Life is often hard.  Life is often deeply disappointing.  Despite what some may claim, life is not one great victory march of pain-free delight through this fallen world.  Living by faith is not a great party free of trouble and hardship.  And preaching is a lot like life.

We prepare to the best of our ability and saturate our lives and ministry in prayer.  Yet so often it falls short.  We get tired and frustrated, saddened by the lack of change in others, or even in ourselves.  We give of ourselves to people who then somehow turn and tear out our hearts.  We find ourselves seething deep inside at great failure or simply at the persistent polite feedback.  And then typically we find ourselves praying stained glass prayers about our next sermon, the kind we feel we’re supposed to pray.

But look to the examples in the Bible of the brutal honesty of God’s men in prayer.  Consider Job chapter three, David in numerous psalms, Jeremiah in chapter twenty, or Paul with his thorn in the flesh.  They poured out their emotion, their hurt, their anger to God.  They didn’t sugar-coat their prayers in sanctified clichés.  They were real, and they knew God could take it.  Yet when all their energy was spent, when all the feelings were out, when they lay totally wiped out before God . . . there was still a trust in God’s Word, still a burning in the bones, still a faith though weak and smoldering.  My grace is sufficient for you.  Will you take my hand and press on?  Do you trust me?

Real faith is not all about grand and glorious certainty.  Often it is found in the midst of total inadequacy, absolute weakness and apparently overwhelming failure and hurt.

We live by faith.  Let us also preach by faith.  Be brutally honest with God about ministry, about preaching, about the preparation that takes so much out of you, the delivery that leaves you deeply vulnerable, about the sometimes sweet agony of it all . . . and about the feelings of failure, inadequacy, discouraging results, the backhanded slap of polite platitudes with no hint of life change, the deep questions, the temptation to settle for less, or to quit altogether.  Pour it out, pour it out until there is nothing left.  Then remember that whisper from above, “my grace is sufficient for you.”  That hand outstretched to take yours and lead you on.  To prepare another sermon, to preach another sermon, to give everything you’ve got to the best of your ability, and to do it all by faith.

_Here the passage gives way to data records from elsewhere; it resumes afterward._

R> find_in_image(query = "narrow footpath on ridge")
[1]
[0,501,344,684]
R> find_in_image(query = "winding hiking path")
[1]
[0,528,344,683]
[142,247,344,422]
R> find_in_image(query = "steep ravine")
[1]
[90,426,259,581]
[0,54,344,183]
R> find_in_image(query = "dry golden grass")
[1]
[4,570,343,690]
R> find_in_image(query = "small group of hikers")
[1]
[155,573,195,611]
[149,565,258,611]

Technique and Skill Alone Are Not Enough

I believe in being a good steward of the privilege of preaching.  It is a privilege to have opportunity to preach.  And it is a privilege to do the best you can.  I believe in being trained to handle the Bible and well trained in homiletics.  I believe in continuing to study hermeneutics and homiletics, not to mention contemporary culture, your listeners, and other related fields.  It is good to hone your technique using feedback, perhaps watching yourself on video and so on.  It is appropriate to put effort into effective communication skills.  All this and so much more, it’s all about being a good steward of your ministry opportunity.

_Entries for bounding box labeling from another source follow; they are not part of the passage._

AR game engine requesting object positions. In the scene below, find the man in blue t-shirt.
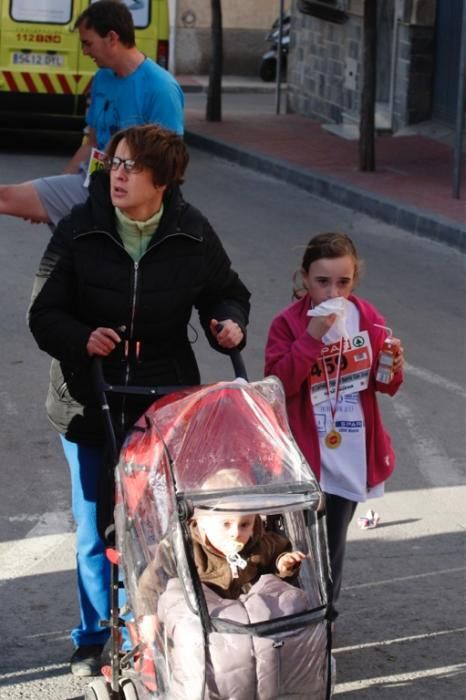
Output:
[0,0,184,225]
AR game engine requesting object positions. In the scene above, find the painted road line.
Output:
[0,511,72,585]
[404,362,466,398]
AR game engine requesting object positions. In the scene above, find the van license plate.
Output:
[13,51,64,66]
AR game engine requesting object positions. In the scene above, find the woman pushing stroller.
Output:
[29,125,250,675]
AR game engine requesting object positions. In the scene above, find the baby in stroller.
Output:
[115,378,331,700]
[139,469,305,643]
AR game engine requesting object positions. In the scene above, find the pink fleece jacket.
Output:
[265,295,403,487]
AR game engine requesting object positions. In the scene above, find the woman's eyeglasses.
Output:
[107,156,141,173]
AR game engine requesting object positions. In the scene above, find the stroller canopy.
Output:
[116,377,319,516]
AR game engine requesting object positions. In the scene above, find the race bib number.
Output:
[308,331,372,406]
[83,148,107,187]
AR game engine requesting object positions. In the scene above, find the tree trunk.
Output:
[206,0,223,122]
[359,0,377,171]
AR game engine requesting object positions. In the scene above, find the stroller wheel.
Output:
[120,678,138,700]
[84,678,111,700]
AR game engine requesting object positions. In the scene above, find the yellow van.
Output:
[0,0,169,128]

But preaching takes more than that.  Preaching to change lives goes beyond technique and skill.  There is also the entirety of your life – what you stand for, give yourself to, how you walk the walk and not just talk the talk.  But preaching takes more than that.

Ultimately preaching to change lives has a dimension that goes beyond any skill or technique, beyond anything to do with you.  Ultimately there is a divine dimension that cannot be forced.  No preparation on our part, or specifically phrased prayer, can twist God’s arm to do what only He can do.  Nothing on our part is the key to God’s involvement in today’s sermon.  Just as the prophet Joel could only point to character of God in the hope that repentant Judah would be delivered (see Joel 2:12-17), just like our salvation springs from the gracious, compassionate, abounding love of God’s character, so the ultimate and most critical element in our preaching His Word springs purely from who He is, as He chooses.

Prepare well, pray fully.  Perhaps He will move in His grace among your listeners today.  Let’s be sure we are good stewards, but good stewards that lean fully on His grace alone.